Expert's Opinion

How To Spot Vulnerabilities in Skincare Clinical Studies

Industry expert Laurence Dryer PhD provides a guide for beginners.

The most powerful tool of a professional skincare brand to credential the efficacy of its products is the clinical study. Clinical studies and their accompanying Before-and-After photos are the ultimate proof that not only have the formulators collected the right ingredients and developed the right chassis, but that the final goods deliver results. A quality clinical study will generally be published in a reputable peer-reviewed journal, disclose all the specifics of the study, and show numerical and visual proof of efficacy, tolerability and safety. However, the skin care industry is littered with pseudo-publications, “pay-to-play” columns, white papers and case studies—all of them widely presented as evidence.

It is important to remember that although anecdotal data can be part of the initial scientific process, all data should be subjected to the same scrutiny and objective verification. No study is perfect, and good studies point at their own vulnerabilities, but it does help to be able to spot weaknesses in studies that don’t. Here are a few tricks of the trade to detect exposure in an otherwise seemingly solid study.

The Publication Medium: Credibility

Look for the journal, book publisher or website. An obscure journal with a low impact factor may apply less scrutiny; Some journals are not peer-reviewed at all. Book chapters can make excellent review sources, but they are not to be taken as primary literature, i.e., sources of data. The credibility of websites depends entirely on their affiliation: look for sites that belong to research organizations or hospitals instead of purpose- or charity-driven sites. White papers are not reviewed and are potentially biased.
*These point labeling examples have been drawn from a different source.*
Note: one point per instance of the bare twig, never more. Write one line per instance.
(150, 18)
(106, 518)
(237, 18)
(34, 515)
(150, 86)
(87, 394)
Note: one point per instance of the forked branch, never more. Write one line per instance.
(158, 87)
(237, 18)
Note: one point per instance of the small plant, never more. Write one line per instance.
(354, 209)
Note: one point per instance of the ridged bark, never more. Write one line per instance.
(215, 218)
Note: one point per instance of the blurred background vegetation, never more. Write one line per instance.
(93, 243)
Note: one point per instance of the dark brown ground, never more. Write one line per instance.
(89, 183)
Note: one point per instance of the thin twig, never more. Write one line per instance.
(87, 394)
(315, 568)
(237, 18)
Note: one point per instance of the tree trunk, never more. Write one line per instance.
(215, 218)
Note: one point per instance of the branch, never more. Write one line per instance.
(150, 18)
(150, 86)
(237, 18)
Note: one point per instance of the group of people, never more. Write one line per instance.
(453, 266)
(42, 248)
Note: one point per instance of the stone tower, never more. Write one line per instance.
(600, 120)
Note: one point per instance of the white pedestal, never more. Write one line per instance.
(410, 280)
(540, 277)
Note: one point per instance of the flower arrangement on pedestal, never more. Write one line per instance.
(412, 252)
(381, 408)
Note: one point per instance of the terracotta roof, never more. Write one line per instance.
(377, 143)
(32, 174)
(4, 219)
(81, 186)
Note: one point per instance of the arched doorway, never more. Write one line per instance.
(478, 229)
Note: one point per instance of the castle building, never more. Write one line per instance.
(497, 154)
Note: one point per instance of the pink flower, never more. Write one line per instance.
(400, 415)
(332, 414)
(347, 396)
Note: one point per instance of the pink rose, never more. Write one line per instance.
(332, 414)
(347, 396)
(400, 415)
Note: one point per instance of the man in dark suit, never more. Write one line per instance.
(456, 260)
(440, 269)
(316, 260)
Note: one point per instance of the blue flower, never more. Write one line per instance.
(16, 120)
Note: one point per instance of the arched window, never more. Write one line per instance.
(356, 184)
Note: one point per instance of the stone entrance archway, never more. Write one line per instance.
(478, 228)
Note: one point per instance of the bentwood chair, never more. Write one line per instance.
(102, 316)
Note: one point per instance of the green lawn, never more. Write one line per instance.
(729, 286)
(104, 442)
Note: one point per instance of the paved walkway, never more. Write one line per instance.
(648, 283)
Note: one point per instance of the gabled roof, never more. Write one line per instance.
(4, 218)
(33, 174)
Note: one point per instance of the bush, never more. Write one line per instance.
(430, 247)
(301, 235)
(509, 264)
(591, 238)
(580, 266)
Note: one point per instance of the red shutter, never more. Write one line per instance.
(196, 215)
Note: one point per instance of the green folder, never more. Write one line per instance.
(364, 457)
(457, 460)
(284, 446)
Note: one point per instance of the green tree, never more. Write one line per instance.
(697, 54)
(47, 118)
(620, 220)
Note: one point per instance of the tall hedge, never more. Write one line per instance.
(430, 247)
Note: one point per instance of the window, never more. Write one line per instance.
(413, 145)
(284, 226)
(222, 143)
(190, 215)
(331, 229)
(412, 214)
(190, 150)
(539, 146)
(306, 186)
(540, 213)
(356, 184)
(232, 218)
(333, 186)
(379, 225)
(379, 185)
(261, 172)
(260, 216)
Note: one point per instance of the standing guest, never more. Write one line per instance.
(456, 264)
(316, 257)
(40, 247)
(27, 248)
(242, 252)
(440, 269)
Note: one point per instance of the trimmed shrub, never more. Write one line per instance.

The Study Sponsors or Authors Affiliations: Objectivity

Look for the academic or industrial affiliation of the authors (usually right below their names underneath the study title), or/and for signs of industrial support (usually at the end of the publication) by companies that might benefit from the study results. None of these should invalidate the data by themselves, but they matter, especially if the results are too good to be true. This is not to say the authors falsified data, but rather that the data need to be taken in a larger context and replicated by different sources.

The Statistics: Appropriate Choices

Proper statistical setup is paramount. Although it takes somewhat of an expert eye to determine if the right statistical test was employed, it behooves any reader to at least check that any statistics were done, or if the study was a case study (an in-depth examination of one patient).

The p value is the success indicator of a statistical test. An indicated p value inferior to 0.05 indicates statistical significance and means that there is a 95% chance that the observed results are not due to chance. If there are no statistics, or if the numbers are directional, then the data is not significant at that point for that study.

Statistical tests allow for selective elimination of some data points called outliers. Qualifying data points are generally two standard deviations or more away from the mean of the rest of the data. If appropriately justified, those are fine, but because they can skew the results favorably, they should certainly be scrutinized.

The Before-and-Afters: Cherry-Picking

The lifeblood of a skincare clinical study is the before-and-after photograph. This is what convinces the practitioner and the patient to undergo treatment or purchase a product. Obtaining accurate photographic comparison is extremely difficult without a specialized system that immobilizes the subject and creates controlled and reproducible lighting conditions. Thankfully, such systems exist, but even in the best of conditions, it is hard to define what a “representative” picture is. Do the photographs shown represent an average responder, or the best responder? A good way to spot photos that do not represent the clinical efficacy that should be expected with the product or the compound is to compare it to the numbers from the study. Do the photos show spectacular pigmentation improvement in four weeks, yet the numbers show that only 15% of women show clinical improvement by that time? Those pictures show an overly optimistic version of efficacy.

The Wash-Out Period: Rigged Games

Before a study starts, Good Clinical Practices prescribe a wash-out period. A washout period is a time during which participants stop a previous treatment or product before entering the study. The purpose of a washout period is to ensure that the effects of the previous products do not impact the results of the study. In the context of skin care studies, a wash-out period typically consists of limiting topical use to a non-therapeutic cleanser or soap and a sunscreen.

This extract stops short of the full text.